Letter to My Son
Farley Mowat
A couple of months ago you asked me whether I thought it had been worthwhile to have spent so much of my time and energy tilting against American windmills. Feeling that there was a certain measure of condescension in the question, I replied with one of my facile, TV-type answers: to wit, that there can be no other real choice open to a Canadian except to resist the Yanks and all their works so that we, as a people and a nation, may escape being ingested into the Eagle’s gut, never to emerge again except – maybe – as a patch of excrement upon the pages of world history.
That should have disposed of your question – but it didn’t, and the damned thing has been festering within me ever since. It has finally forced me, very reluctantly you can believe, to make a new evaluation of the belief which has sustained me through some twenty years of waging verbal warfare against the encroachments of Uncle Sam. Have I indeed been wasting my time? I’m afraid, God help me, that I have. I can no longer convince myself that we have even a snowball’s chance in hell of escaping ultimate ravishment at the hands of the Yankee succubus. And what really hurts is the belated recognition on my part that there never was much change; that Canadians have become so fatally infected with a compulsive desire to be screwed, blued, and tatooed as minions of the U.S.A. that they not only do not wish to be saved – they are willing to fight against salvation with all the ferocity of cornered rats.
So wipe that smug smile off your face. You knew it all along, eh? Well, I should have known it too. God wot, enough people have tried to put me straight. There was Joey Smallwood for one (as smart a promoter as ever hustled a vote), who gave me a fatherly lecture about a year ago. “What the U.S. wants, it will get,” he told me. “And if we don’t give them that they want, they’ll take it anyway. And what they want – is most of what we’ve got.”

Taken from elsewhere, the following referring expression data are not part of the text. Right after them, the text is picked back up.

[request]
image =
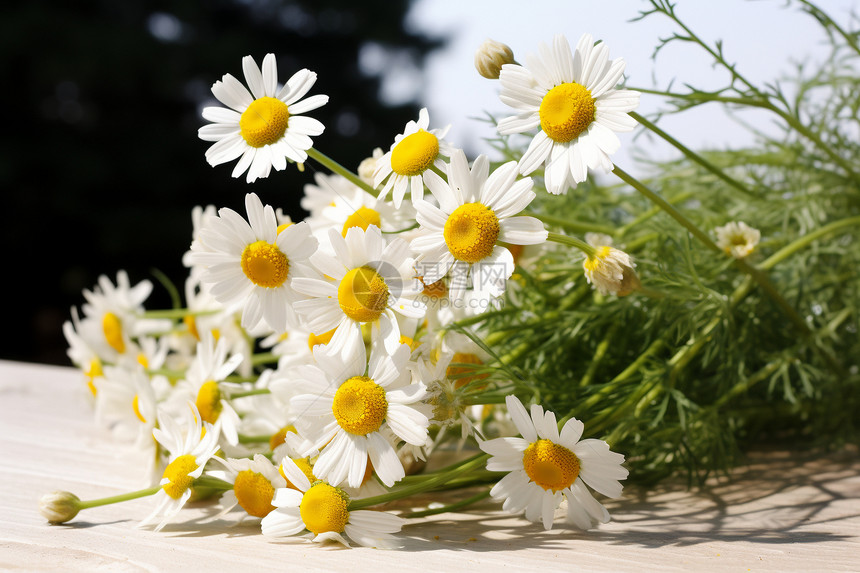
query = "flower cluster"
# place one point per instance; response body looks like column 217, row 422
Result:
column 318, row 363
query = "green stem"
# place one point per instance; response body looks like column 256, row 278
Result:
column 668, row 208
column 336, row 167
column 572, row 242
column 263, row 358
column 257, row 392
column 576, row 226
column 440, row 478
column 450, row 507
column 119, row 498
column 690, row 154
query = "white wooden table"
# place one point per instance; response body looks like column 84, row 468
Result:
column 783, row 512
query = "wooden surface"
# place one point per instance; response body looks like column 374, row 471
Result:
column 783, row 512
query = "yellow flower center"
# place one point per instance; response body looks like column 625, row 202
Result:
column 415, row 153
column 254, row 492
column 94, row 372
column 460, row 373
column 303, row 464
column 135, row 404
column 362, row 294
column 112, row 327
column 471, row 232
column 591, row 264
column 265, row 265
column 209, row 402
column 363, row 218
column 566, row 111
column 264, row 122
column 360, row 405
column 434, row 290
column 550, row 465
column 323, row 338
column 323, row 509
column 177, row 472
column 280, row 436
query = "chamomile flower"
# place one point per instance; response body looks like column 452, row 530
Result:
column 611, row 271
column 323, row 510
column 264, row 127
column 546, row 466
column 737, row 239
column 191, row 444
column 113, row 316
column 345, row 413
column 254, row 484
column 203, row 384
column 254, row 262
column 571, row 96
column 81, row 353
column 411, row 157
column 366, row 282
column 476, row 212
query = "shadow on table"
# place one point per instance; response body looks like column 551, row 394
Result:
column 778, row 498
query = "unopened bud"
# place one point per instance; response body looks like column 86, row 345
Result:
column 611, row 271
column 491, row 56
column 59, row 506
column 367, row 167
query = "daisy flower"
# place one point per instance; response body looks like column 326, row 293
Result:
column 263, row 127
column 411, row 157
column 112, row 316
column 203, row 385
column 254, row 262
column 545, row 467
column 572, row 98
column 254, row 484
column 366, row 282
column 476, row 211
column 323, row 510
column 737, row 239
column 344, row 413
column 190, row 446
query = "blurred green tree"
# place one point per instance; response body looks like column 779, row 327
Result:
column 102, row 165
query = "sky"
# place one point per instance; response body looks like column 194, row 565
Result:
column 763, row 37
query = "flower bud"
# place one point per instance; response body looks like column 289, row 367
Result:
column 59, row 506
column 367, row 167
column 737, row 239
column 611, row 271
column 491, row 56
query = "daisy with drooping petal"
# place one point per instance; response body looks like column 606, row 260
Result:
column 254, row 484
column 546, row 466
column 203, row 385
column 367, row 281
column 344, row 413
column 323, row 510
column 611, row 271
column 572, row 98
column 190, row 445
column 737, row 239
column 254, row 262
column 113, row 316
column 264, row 127
column 412, row 155
column 476, row 212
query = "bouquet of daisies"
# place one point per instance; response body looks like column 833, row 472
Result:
column 320, row 375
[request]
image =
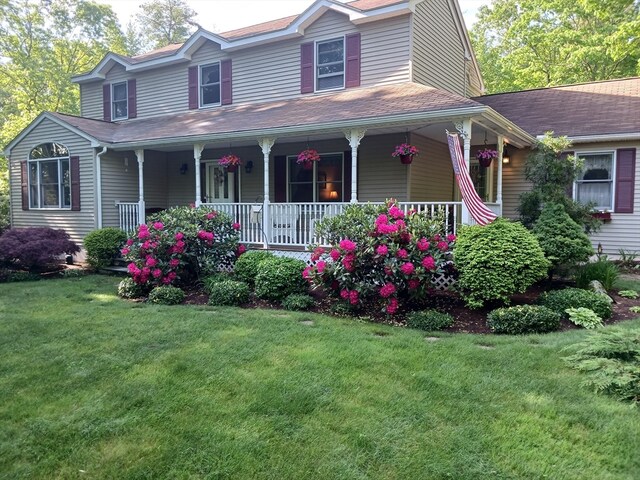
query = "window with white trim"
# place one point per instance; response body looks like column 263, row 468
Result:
column 119, row 106
column 210, row 84
column 595, row 184
column 49, row 176
column 323, row 182
column 330, row 64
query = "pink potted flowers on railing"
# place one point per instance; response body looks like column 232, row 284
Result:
column 307, row 157
column 405, row 152
column 230, row 162
column 486, row 156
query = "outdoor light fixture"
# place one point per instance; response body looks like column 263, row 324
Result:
column 505, row 154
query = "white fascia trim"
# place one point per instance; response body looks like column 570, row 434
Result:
column 410, row 118
column 295, row 30
column 611, row 137
column 37, row 121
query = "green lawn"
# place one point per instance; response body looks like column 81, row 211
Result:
column 95, row 387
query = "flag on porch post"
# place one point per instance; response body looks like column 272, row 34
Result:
column 478, row 210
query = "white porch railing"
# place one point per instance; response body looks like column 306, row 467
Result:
column 129, row 216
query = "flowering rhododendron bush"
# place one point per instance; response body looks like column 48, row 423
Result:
column 394, row 259
column 181, row 244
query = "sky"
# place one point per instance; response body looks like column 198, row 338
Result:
column 224, row 15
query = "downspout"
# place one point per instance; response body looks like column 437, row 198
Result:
column 99, row 185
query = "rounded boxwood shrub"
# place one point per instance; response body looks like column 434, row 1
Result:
column 127, row 288
column 246, row 267
column 496, row 261
column 103, row 245
column 229, row 292
column 298, row 301
column 279, row 277
column 429, row 320
column 560, row 300
column 523, row 319
column 166, row 295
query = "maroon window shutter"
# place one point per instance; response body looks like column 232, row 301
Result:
column 132, row 100
column 193, row 88
column 106, row 102
column 306, row 68
column 280, row 177
column 226, row 94
column 352, row 77
column 74, row 167
column 346, row 181
column 24, row 181
column 625, row 180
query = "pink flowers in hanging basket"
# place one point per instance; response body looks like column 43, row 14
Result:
column 307, row 156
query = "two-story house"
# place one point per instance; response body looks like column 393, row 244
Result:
column 350, row 80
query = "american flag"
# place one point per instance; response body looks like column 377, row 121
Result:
column 478, row 210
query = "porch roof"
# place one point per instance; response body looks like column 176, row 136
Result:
column 400, row 104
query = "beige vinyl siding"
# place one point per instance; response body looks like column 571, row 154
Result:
column 268, row 72
column 438, row 52
column 77, row 224
column 431, row 173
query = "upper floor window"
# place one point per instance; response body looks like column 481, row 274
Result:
column 595, row 184
column 330, row 64
column 49, row 176
column 119, row 95
column 210, row 84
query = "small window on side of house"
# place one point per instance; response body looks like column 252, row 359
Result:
column 119, row 107
column 595, row 184
column 210, row 85
column 330, row 64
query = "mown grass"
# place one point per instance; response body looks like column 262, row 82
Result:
column 92, row 386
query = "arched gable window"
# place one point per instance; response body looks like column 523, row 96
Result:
column 49, row 174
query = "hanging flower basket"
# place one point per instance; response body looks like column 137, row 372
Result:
column 486, row 156
column 405, row 152
column 307, row 157
column 230, row 162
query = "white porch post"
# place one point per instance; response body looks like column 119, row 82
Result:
column 141, row 206
column 354, row 137
column 499, row 186
column 197, row 154
column 265, row 145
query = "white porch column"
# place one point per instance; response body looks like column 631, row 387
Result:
column 141, row 206
column 265, row 145
column 197, row 154
column 354, row 137
column 499, row 186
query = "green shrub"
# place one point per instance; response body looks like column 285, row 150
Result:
column 523, row 319
column 603, row 270
column 246, row 267
column 279, row 277
column 429, row 320
column 229, row 292
column 166, row 295
column 497, row 261
column 563, row 241
column 298, row 301
column 611, row 359
column 127, row 288
column 103, row 245
column 560, row 300
column 584, row 317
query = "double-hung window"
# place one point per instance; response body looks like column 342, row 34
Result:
column 210, row 84
column 595, row 184
column 330, row 64
column 49, row 177
column 119, row 107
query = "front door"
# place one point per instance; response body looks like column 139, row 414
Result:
column 220, row 184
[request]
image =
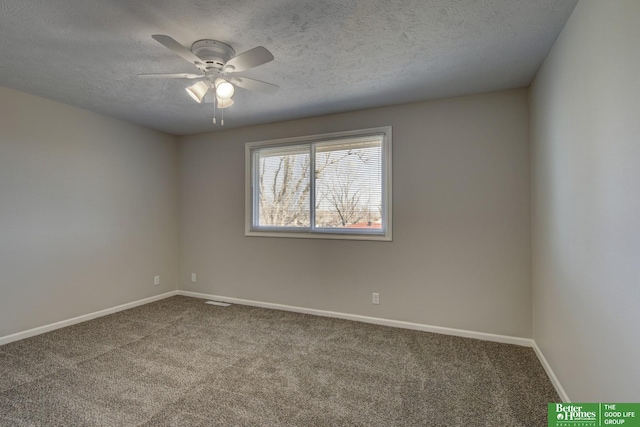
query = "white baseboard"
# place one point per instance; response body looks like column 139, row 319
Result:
column 552, row 376
column 57, row 325
column 526, row 342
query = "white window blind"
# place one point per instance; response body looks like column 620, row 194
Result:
column 347, row 196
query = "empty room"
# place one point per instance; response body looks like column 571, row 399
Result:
column 319, row 213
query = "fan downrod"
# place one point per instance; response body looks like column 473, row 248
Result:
column 213, row 53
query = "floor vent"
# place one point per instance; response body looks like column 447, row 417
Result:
column 218, row 303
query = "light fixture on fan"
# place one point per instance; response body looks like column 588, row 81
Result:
column 198, row 91
column 224, row 89
column 217, row 62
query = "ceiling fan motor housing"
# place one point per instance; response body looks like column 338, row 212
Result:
column 213, row 53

That was about as clear an expression of Realpolitik as one can expect from the political animal, even if it was primarily a rationalization intended to excuse our political masters for having already given the Yanks almost everything of any value in this country. Nevertheless, Joey’s point was well taken since those who rule us (they do not “govern” – that word implies statesmanship combined with honourable intentions) have, for their own reasons, long since sold us out. Or maybe they just saw the light a long way back and, in keeping with their dubious professional practices, took the line of least resistance. Some of them, that is. Others sold out with deliberate intent. One day I must tell you the full and stirring story of one of the greatest of all such salesmen – C.D. Howe – and of how he put us on the block. Of course, Howe’s plan was to sell us down the river on the national scale, and we’ve progressed since then. Now every single province is trying to conduct its own sellout, in direct competition with the Ottawa salesman, and it wouldn’t surprise me much to see the game, which is called “who’ll sell out the mostest, the soonest,” reach right down to the municipal level before too long. Hell, what am I saying? It is past that point already. Witness the almost frantic rush of businessmen and owners of Canadian resources to sell themselves and their holdings (“their holdings”? I mean ours, of course) for a quick handful of Yankee bucks.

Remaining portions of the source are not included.